C’est ainsi que l’on devient totalement dépendant à Metallica et que, déjà, des semaines avant, l’on sent en soi monter la ferveur pour ce spectacle. Et c’est justement la force d’un tel concert, cette débauche d’affection sur scène vers le public, et vice-versa.

Dans les circonstances décrites, le groupe est monté sur scène sur « Hit The Lights », morceau qui ouvre leur premier album Kill ‘em All. En effet, avant d’aborder le gros morceau, le « Black Album » (vous suivez un peu oui !), Metallica s’est fendu d’une courte promenade au sein de son répertoire. C’est ainsi que s’en est ensuivi l’implacable « Master of Puppets », mètre étalon du thrash metal progressif, qui met invariablement le public en transe (« Master, Master, where’s your dream that I’ve been after ? »). Au milieu des ces vieilleries toujours enthousiasmantes, le groupe a glissé un titre récent, extrait de leur remarquable EP Beyond Magnetic (2011), « Hell and Back ». C’est aussi de cette manière que Metallica nous surprend encore, en jouant des choses inattendues, dans un contexte où il serait peut-être prudent de se cantonner aux tubes. Nous sommes quand même dans un stade et il fait franchement frais pour un mois de mai.

Du Black Album joué en intégralité, le fan a tiré sa joie d’entendre des choses jamais jouées sur scène comme « My Friend of Misery » ou « Struggle Within ». L’on pouvait légitimement craindre que les vingt années passées aient quelque peu entamé la capacité à jouer ces titres peu évidents et abandonnés sitôt enregistrés. Il n’en fût rien, nos Four Horsemen ont fait preuve d’un bel allant, presque comme au premier jour et nous ont joué tout cela avec un enthousiasme à peine entamé par les quelques pains disséminés ça et là. Lars Ulrich, ci-devant batteur de la formation, musicien dont on se gausse souvent pour ses approximations fréquentes, s’il a persisté dans les accidents occasionnels, a fait montre d’une rage et d’une énergie qui m’a rappelé les concerts des années 90 (autant dire le siècle dernier).

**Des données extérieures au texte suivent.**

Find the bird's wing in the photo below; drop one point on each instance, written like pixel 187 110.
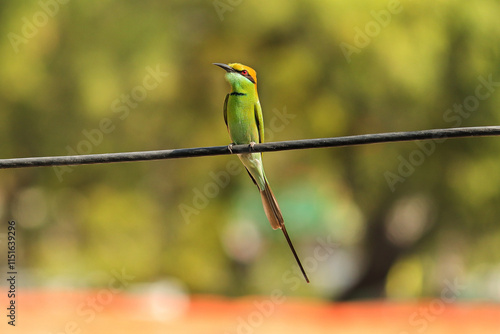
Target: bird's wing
pixel 225 109
pixel 259 120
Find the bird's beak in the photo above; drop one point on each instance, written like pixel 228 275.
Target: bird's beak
pixel 225 67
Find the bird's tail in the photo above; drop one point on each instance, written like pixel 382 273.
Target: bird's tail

L’album noir étant riche en tubes, la foule s’est légitimement enthousiasmée bruyamment pour ses douceurs comme « Nothing Else Matters » ou « The Unforgiven », mais n’a pas oublié pas de lever le poing et de secouer rageusement la tête sur les hymnes « Enter Sandman » et « Sad But True » (« You wan’t heavy ? Metallica gives you heavy ». On ne saurait mieux dire James). Le tout en chantant, c’est tout de suite plus gai.

La mise en scène s’est quant à elle révélée sobre mais chic. Quelques explosions, mais point trop, et de très beaux éclairages (à noter les lasers sur « One »). Face à ce spectacle propice à l’émerveillement, mon fils cadet me saisira par l’épaule pour me dire : « Papa, on ne dirait pas que c’est un concert, on dirait que c’est une ville brillante ».

A la fin du concert, après l’inévitable « Seek and Destroy » dans le stade illuminé, avec lancer de ballons (noirs, quand même), comme à son habitude, le groupe a semblé incapable de se décider à quitter la scène. Et chacun d’y aller de son mot gentil au micro, de serrer des mains, de lancer des baguettes et médiators. Metallica s’attarde toujours, adressant saluts et remerciements, savourant, à l’instar de son public, le plaisir d’être là. Pour un peu, on aurait presque l’impression d’être en club, avec la possibilité de prendre un verre avec eux. La proximité dans la distance, jolie oxymore.

Je n’ai rien acheté au merchandising (qui était tout à la fois pauvre et cher, un comble). Mais l’éco-gobelet Metallica trône sur mon bureau.

Sébastien (en direct de son petit nuage plombé).